I will give you credit for pointing out that our current media system acts extremely well as a check, quite possibly better than our dwindling opposition parties. I am amazed ever day that our state sponsored television/radio is able to criticize our government to the extent that it does. And I have to admit that as I criticize I too realize how stable our system is, for now.
But it doesn’t have to be “abolishing medicare.” Not all cases of instability happen catastrophically. It can start with simple things like cuts to medicare that are poorly chosen or improperly applied. I’m not convinced that all MPs in the backbench are adequately informed, they’re just told to vote, and too often they do, hence they are not a sufficient check. We have no option for sober second thought. Just off the top of my head we have mismanaged fisheries, we have that Gun Registration, Blaire pushed through that war issue. In each case the backbenchers hollered and no one listened.
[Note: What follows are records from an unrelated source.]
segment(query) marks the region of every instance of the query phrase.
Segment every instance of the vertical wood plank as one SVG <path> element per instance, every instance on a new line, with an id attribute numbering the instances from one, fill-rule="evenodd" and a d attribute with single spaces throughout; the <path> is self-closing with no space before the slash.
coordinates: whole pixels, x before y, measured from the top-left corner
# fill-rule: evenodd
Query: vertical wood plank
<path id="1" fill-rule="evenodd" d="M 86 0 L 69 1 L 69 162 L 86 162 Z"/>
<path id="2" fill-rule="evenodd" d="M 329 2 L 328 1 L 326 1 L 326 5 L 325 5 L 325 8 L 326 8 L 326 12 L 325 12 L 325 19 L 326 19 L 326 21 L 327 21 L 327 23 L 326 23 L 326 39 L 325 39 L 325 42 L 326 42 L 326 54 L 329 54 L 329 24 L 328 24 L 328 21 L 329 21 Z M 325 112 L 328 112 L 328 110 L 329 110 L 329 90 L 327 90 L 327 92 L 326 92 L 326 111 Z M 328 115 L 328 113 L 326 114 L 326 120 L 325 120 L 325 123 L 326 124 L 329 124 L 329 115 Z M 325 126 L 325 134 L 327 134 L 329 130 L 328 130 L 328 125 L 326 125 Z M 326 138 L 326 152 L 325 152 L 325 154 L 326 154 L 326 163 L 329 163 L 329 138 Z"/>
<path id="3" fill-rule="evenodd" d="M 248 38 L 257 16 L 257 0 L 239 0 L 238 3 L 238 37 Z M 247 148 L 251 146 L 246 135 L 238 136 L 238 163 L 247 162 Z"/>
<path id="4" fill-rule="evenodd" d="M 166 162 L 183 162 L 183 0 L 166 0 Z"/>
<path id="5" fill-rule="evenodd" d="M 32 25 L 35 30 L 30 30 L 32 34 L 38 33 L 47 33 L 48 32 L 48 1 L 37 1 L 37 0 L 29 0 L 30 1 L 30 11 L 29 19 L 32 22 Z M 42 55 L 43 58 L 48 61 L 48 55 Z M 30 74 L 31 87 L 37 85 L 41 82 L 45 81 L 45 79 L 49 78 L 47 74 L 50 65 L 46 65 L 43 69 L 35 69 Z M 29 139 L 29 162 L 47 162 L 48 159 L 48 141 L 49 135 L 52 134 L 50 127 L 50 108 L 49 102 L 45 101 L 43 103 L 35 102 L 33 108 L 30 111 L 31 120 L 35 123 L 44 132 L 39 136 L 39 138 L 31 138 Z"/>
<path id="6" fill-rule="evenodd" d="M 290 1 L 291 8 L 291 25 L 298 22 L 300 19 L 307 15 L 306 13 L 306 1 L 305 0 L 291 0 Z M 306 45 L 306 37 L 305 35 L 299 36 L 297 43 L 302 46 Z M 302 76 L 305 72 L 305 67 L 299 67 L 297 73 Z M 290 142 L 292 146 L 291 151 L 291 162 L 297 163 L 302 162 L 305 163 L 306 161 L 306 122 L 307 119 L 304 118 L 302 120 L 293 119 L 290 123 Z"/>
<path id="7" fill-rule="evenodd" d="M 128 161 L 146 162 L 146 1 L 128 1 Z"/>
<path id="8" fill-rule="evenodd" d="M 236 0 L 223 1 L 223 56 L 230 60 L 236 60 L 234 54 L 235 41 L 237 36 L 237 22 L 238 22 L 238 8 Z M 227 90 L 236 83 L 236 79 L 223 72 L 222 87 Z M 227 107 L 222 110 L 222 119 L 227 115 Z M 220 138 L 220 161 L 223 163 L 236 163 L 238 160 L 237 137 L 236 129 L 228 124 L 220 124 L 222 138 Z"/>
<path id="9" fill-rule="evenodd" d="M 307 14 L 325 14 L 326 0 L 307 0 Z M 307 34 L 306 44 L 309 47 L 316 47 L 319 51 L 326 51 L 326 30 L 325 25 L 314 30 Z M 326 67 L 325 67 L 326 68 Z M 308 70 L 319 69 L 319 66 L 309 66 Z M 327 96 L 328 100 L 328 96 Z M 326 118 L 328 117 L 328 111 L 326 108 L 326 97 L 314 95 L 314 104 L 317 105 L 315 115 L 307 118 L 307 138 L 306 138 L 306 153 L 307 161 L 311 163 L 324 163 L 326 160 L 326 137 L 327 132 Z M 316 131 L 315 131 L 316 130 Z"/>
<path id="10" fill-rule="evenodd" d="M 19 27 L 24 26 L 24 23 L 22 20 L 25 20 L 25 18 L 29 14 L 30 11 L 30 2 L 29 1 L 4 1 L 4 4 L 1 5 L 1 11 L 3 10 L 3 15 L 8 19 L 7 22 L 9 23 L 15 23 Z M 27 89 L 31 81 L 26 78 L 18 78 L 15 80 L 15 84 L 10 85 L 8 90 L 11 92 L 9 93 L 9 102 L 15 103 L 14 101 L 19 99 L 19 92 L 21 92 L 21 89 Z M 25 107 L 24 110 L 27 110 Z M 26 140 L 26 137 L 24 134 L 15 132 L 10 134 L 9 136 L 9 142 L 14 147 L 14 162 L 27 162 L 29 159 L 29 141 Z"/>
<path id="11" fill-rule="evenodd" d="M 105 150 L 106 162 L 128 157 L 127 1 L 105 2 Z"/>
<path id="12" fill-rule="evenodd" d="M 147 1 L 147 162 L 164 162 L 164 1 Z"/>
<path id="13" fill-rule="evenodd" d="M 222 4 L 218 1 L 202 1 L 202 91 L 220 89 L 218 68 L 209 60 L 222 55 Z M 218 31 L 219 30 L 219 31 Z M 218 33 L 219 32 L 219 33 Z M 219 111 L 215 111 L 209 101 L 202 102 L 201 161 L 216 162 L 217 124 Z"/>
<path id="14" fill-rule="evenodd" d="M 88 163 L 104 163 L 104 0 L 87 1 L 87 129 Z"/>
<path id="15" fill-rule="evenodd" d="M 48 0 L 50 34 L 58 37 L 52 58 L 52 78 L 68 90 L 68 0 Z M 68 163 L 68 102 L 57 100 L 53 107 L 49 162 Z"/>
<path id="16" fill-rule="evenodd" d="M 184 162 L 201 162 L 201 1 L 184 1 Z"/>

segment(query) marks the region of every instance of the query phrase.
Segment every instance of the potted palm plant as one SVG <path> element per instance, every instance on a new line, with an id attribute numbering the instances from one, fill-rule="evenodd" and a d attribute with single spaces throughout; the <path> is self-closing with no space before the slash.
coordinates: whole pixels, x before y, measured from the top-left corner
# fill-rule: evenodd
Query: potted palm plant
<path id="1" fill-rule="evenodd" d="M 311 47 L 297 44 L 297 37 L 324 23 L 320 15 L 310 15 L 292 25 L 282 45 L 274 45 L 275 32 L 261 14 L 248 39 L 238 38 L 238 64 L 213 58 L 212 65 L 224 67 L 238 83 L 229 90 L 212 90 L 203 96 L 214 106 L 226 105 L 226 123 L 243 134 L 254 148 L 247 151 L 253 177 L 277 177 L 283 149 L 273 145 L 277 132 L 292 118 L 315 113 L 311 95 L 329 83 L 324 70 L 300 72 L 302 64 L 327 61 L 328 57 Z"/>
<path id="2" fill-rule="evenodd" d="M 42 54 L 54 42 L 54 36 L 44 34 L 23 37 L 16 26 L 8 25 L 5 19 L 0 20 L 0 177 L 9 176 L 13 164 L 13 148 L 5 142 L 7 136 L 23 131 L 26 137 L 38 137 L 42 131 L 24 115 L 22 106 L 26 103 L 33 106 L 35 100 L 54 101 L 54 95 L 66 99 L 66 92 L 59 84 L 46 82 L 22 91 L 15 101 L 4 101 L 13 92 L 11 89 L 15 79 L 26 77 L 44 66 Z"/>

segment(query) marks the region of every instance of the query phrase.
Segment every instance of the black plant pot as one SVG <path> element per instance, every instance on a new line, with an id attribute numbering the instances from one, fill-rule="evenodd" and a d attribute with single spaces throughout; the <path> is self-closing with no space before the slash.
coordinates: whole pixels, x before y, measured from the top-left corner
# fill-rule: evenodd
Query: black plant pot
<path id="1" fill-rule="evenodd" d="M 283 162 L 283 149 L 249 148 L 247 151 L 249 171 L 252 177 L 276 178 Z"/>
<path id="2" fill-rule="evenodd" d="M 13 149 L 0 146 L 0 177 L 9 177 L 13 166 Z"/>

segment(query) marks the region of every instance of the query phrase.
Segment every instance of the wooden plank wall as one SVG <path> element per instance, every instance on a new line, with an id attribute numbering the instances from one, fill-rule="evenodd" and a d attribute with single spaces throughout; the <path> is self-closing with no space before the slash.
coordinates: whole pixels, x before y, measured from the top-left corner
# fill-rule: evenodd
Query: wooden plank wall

Elections only help us AFTER they screw up. All I’m asking for is something to help us before. The vote of non-confidence is good, its there, but it really only works for a minority government. And its also overkill, some times dissolving the house isn’t quite necessary.
So you worry those legislative actions that you don’t happen to agree with could lead to Canadian representative democracy becoming a tyranny.
Does that sum up your concerns, because if it doesn’t then I have no idea what you’re going on about.
I also fail to see how legislation that you (or even a majority of the population) don’t agree with will make the government unstable. It’s a natural problem with representative democracy that the government can do things that the populace don’t like.
Please say how you think the Canadian government could turn itself into an authoritarian state.
It has to a loss in legitamacy. If the population sees the government passing laws they don’t agree with, AND THEN are faced with a pathetic alternative for elections, voter turn out drops below a reasonable level. Democracy only works as long as the majority allows it. After that, I don’t know what happens. The transition from democracy to tyrany is not instantaneous.
All I’m asking is that we look at our fragile system, shake it a bit, and make damn sure it will last.
Another point my friend made was that our population density is low. We don’t have a strugle for land, or water, or power, the way other countries have. But its coming, are you prepared?